Say Goodbye to Romeo and Juliet
Whenever a discussion of braille embossers is on tap, the venerable names of Romeo and Juliet from Enabling Technologies inevitably enter into the conversation. These names have been used for its single-sided and interpoint embosser lines respectively for two decades. But as with most Shakespearean characters, Romeo and Juliet have appeared to meet their demise, soon to be replaced by more modern and capable embossers.
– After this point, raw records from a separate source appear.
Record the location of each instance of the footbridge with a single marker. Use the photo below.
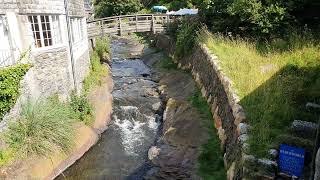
(120, 25)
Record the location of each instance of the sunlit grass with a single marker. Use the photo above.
(274, 82)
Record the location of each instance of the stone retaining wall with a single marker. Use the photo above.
(228, 115)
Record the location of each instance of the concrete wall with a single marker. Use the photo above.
(228, 115)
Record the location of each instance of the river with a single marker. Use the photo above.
(122, 151)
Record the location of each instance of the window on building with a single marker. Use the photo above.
(3, 33)
(46, 30)
(77, 29)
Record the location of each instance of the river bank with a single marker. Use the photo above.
(85, 137)
(156, 131)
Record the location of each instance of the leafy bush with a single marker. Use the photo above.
(186, 36)
(259, 19)
(44, 127)
(82, 108)
(97, 71)
(103, 48)
(115, 7)
(9, 86)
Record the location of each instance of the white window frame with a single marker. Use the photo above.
(54, 29)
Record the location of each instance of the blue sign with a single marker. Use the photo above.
(291, 160)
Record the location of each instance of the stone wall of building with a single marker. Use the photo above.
(228, 115)
(76, 7)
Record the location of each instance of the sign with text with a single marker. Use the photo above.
(291, 160)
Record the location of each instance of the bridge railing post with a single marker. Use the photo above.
(120, 26)
(153, 25)
(136, 23)
(101, 28)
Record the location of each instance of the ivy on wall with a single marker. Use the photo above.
(9, 86)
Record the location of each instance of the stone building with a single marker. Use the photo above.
(57, 50)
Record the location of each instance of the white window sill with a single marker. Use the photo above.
(47, 48)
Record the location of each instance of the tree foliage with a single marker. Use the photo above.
(259, 18)
(105, 8)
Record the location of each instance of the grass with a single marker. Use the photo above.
(43, 127)
(97, 72)
(274, 82)
(82, 108)
(210, 161)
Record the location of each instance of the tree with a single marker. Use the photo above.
(105, 8)
(259, 18)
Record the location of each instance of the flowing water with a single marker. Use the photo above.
(121, 152)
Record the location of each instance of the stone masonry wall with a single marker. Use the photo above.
(228, 115)
(82, 65)
(76, 7)
(50, 74)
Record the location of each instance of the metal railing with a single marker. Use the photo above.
(129, 23)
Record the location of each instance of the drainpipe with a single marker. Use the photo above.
(70, 44)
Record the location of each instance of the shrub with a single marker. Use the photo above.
(43, 127)
(82, 108)
(186, 36)
(103, 48)
(9, 86)
(97, 71)
(115, 7)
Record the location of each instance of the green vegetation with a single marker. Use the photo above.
(43, 127)
(210, 160)
(259, 19)
(103, 48)
(115, 7)
(176, 4)
(82, 108)
(185, 38)
(97, 70)
(9, 86)
(274, 82)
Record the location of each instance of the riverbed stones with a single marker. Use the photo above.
(153, 152)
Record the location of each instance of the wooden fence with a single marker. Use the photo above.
(129, 23)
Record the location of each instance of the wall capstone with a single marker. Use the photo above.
(229, 116)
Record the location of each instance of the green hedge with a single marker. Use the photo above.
(9, 86)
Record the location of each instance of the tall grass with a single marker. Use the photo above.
(97, 71)
(82, 108)
(273, 80)
(44, 127)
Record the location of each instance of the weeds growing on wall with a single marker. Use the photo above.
(186, 34)
(210, 160)
(274, 82)
(103, 48)
(97, 69)
(44, 127)
(82, 108)
(10, 85)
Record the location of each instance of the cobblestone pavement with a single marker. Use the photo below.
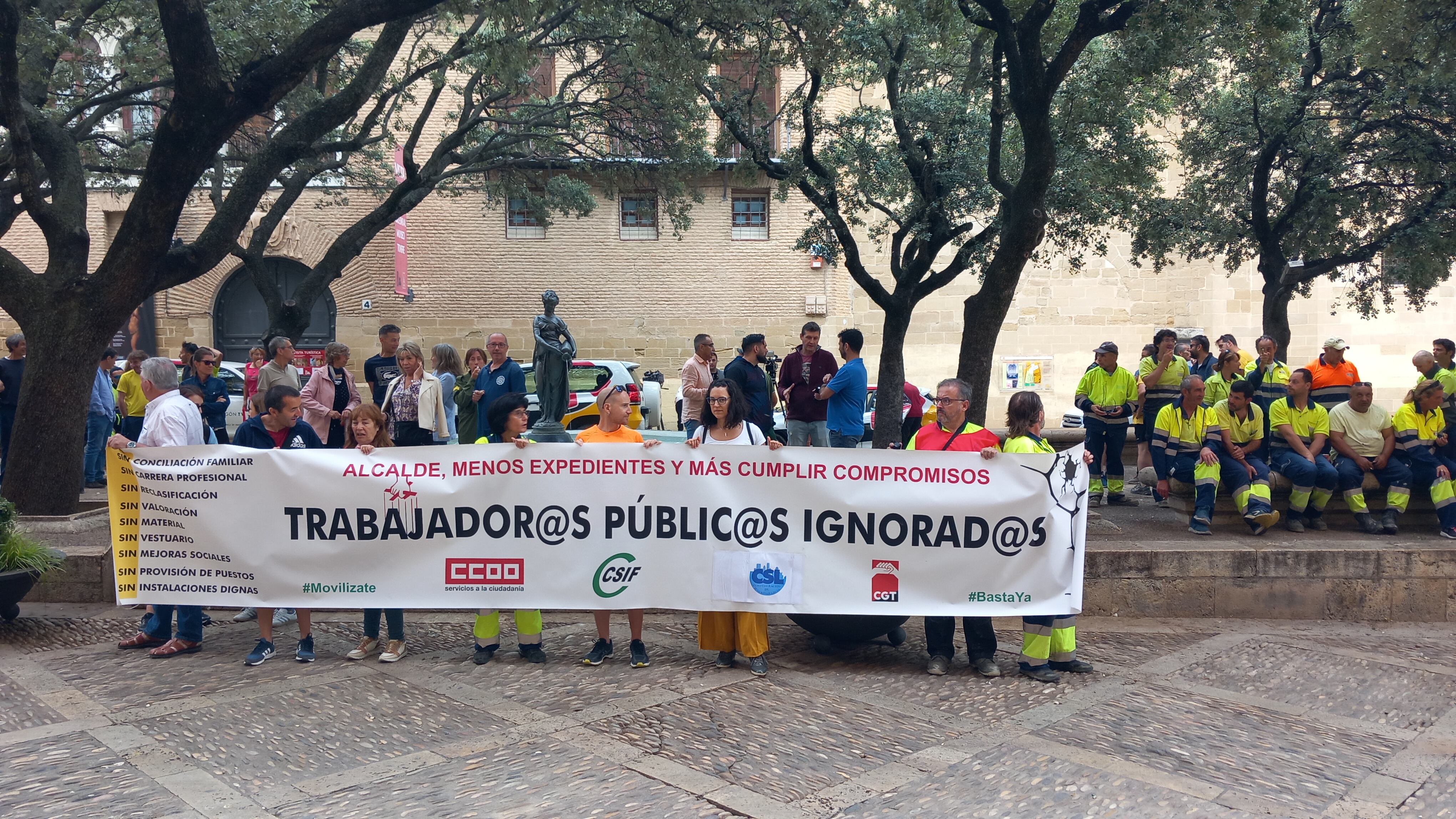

The Cyclone is a sleek-looking single-sided braille embosser while the Trident includes interpoint capabilities, meaning one can print braille on both sides of the page. The design is a radical departure from the former models, using a glossy finish and a clear coat paint job similar to what you would find on an automobile. The differences go beyond aesthetics, with USB and network support and a minimalist three-button interface (since users these days generally use software to control their embosser, the extra buttons on the device were seen as unnecessary). The Cyclone prints on tractor-feed paper at 60 characters per second (CPS) while the Trident offers a speed of 100 CPS. These models are available now for $2,995 and $3,995 respectively. Enabling Technologies President Tony Schenk explains more and gives a demonstration in a Blind Bargains podcast.
Scratching the Surface
There were over 100 companies in this year's exhibit hall so naturally there is much more to talk about than what has been covered here. A wide array of new portable and desktop video magnifiers was on display as well as tools and software that interface through iOS or Android devices. Not everything seen at CSUN will make an impact or even become available at all, but it's one of the best ways to get a snapshot of what's new and on the horizon when it comes to access technology. While the CSUN conference itself has a roughly $500 registration cost, the exhibit hall is free to enter without a full registration. If you're in San Diego next March, I encourage you to check it out. And of course, check back with AccessWorld as we'll certainly feature reviews of some of this year's hottest products in the coming months.